Si apre la partita

Con la direzione di lunedì 29 settembre si è aperta nel PD la partita per la definizione del futuro politico di quel partito. L’articolo 18 è palesemente solo un pretesto, anche se è di quelli che possono avere un rilevante richiamo simbolico. In realtà ci si confronta sul tema della natura che il futuro PD dovrà assumere: partito del leader (per così dire all’americana); partito di correnti strutturate (come la vecchia DC); partito retto da un direttorio di personalità “televisive”, che si disputano il terreno mediatico con la garanzia però che nessuno possa escludere gli altri.
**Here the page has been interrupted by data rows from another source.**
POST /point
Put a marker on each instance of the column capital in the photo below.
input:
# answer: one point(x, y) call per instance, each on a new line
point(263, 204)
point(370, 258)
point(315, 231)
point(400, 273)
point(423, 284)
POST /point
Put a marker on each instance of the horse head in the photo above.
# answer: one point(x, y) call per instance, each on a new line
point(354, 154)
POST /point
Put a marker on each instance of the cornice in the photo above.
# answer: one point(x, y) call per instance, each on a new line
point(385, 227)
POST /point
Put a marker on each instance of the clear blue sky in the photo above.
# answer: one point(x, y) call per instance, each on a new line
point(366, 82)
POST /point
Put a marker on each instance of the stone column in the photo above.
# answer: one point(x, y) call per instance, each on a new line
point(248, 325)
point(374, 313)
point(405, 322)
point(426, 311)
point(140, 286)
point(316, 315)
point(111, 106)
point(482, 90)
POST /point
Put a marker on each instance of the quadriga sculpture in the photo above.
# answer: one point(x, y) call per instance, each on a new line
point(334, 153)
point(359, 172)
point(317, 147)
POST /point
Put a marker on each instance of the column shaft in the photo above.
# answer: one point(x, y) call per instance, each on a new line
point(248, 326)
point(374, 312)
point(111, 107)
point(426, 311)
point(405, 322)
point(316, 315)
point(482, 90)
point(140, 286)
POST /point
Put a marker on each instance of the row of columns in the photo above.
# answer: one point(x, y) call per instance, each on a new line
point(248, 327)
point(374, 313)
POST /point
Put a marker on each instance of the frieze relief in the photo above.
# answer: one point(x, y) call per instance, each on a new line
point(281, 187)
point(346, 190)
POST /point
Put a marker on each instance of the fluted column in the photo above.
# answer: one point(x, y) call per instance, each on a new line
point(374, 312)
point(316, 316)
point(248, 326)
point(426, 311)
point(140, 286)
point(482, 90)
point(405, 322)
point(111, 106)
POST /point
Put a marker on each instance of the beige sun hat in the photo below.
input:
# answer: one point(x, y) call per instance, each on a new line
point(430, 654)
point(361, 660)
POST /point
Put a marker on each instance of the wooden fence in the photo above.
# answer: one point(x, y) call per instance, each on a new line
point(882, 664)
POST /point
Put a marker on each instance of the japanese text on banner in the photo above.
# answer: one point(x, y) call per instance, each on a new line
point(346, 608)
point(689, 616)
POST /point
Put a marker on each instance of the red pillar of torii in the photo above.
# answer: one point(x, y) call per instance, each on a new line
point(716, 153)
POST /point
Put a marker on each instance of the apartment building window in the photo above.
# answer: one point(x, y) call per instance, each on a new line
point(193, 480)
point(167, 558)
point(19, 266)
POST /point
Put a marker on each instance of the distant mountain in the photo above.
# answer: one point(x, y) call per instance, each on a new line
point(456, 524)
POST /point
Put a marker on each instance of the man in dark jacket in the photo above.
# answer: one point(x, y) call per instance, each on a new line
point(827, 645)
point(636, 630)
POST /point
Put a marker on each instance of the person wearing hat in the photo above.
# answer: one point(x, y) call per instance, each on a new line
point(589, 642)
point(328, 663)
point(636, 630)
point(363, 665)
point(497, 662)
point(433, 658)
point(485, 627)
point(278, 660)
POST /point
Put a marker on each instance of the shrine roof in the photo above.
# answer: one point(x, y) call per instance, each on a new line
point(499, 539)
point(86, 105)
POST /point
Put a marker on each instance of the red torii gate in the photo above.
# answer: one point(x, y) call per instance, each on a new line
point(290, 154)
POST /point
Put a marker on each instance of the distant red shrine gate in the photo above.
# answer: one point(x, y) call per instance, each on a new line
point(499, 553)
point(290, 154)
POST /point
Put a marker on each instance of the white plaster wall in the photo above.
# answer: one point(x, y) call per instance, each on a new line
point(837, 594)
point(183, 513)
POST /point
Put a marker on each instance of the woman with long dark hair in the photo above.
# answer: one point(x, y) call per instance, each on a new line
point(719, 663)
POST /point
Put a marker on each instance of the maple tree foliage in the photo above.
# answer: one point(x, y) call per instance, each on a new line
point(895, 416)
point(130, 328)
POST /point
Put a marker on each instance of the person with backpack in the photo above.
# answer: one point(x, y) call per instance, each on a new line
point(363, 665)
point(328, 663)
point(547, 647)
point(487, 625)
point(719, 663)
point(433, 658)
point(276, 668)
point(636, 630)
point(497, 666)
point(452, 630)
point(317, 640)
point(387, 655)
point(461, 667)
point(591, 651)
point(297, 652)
Il ritorno alla antica “forma partito” è impossibile, perché non esiste più la “militanza” come era intesa ai vecchi tempi: tanto per dare un’idea della trasformazione, nella cittadella dell’Emilia rossa dove il partito conta formalmente 75.000 iscritti alle urne delle primarie per il candidato a presidente della regione domenica 28 settembre sono andati in 58.000 e una parte non piccola erano non iscritti come si desume dal successo del candidato anti-establishment, il prof. Roberto Balzani, che ha raccolto il 39% dei voti.

Nella prima partita di questo torneo, appunto quella della direzione, la vittoria schiacciante è stata quella del partito del leader, cioè di Renzi. Gli oppositori che puntavano al “direttorio”, la cosiddetta “vecchia guardia”, ha fatto una figura modestissima nel confronto, cadendo nel tranello tesogli dal leader di recitare la parte che questi aveva loro assegnato a suo vantaggio. D’Alema ha fatto la caricatura dei suoi difetti: saputello e sarcastico in modo scostante. Bersani ha lasciato trasparire tutta l’irritazione per essere stato messo da parte dopo una magra figura: ha chiesto quello che in sostanza è il rispetto per gli anziani, ma ha scambiato le critiche politiche, anche pesanti, alla sua gestione per una macchina del fango (il cosiddetto metodo Boffo), il che per un politico sperimentato è un segno di serio appannamento. Non parliamo di Civati, che potrebbe essere l’alternativa della stessa generazione a Renzi, e che invece ripete solo le più stanche banalità sulla distinzione fra destra e sinistra.

I numeri dei voti hanno dato a Renzi una vittoria senza prigionieri, ma vincere una battaglia non significa vincere la guerra. Infatti adesso il confronto si sposta al Senato, dove c’è un diverso spazio d’azione per gli oppositori, perché, secondo i calcoli che si fanno, la maggioranza renziana ha un margine di soli 7 voti (ammesso poi che quella maggioranza, che conta un buon numero di “convertiti”, non sia permeabile alle sirene del ritorno ai vecchi ovili).

A sostegno di Renzi gioca però Berlusconi. Non nel senso sciocco che credono i vari commentatori provenienti dai vecchi ideologismi o i nostalgici della vecchia guardia, cioè che questa sia la prova provata che le riforme sono “di destra” (quando una riforma è necessaria, ovviamente cessa di essere di parte, checche se ne dica). Il problema è un altro. Se il governo dovesse fare passare il jobs act grazie a voti determinanti di FI si troverebbe nelle condizioni di dover provocare una crisi per il venir meno della maggioranza che gli ha dato la fiducia. Si aprirebbe così una partita perversa: o la formazione di un nuovo governo con conseguente dibattito sulla fiducia o il ricorso ad elezioni anticipate per verificare lo stato reale dei consensi.

Berlusconi, che è un politico attrezzato, lo sa benissimo ed è su questo che punta, avendo tutto da guadagnare dal “ribaltone”. Si aggiunga che c’è il caso che questa crisi si sposi col problema del passaggio del ministro Mogherini a Bruxelles, il che impone una sostituzione se non un vero e proprio rimpasto, visto che non mancano caselle deboli nell’attuale compagine governativa.

Si può ben capire che una crisi nelle attuali condizioni avrebbe un effetto devastante. Magari salverà, come vogliono i sindacalisti ciechi, i diritti acquisiti di un po’ di occupati, ma distruggerà ogni speranza che l’economia possa ripartire, cioè che l’Italia torni ad essere vista come una opportunità positiva per fare impresa e sviluppo.

I più intelligenti nell’opposizione a Renzi, come Cuperlo, o un po’ di appartenenti alle giovani generazioni staccatisi dalla vecchia guardia, l’hanno capito e cercano di salvare capra e cavoli, ma non sarà facile con l’ostinazione che pervade i capi spodestati e con i media che soffiano sul fuoco del confronto giusto per aumentare una audience in declino.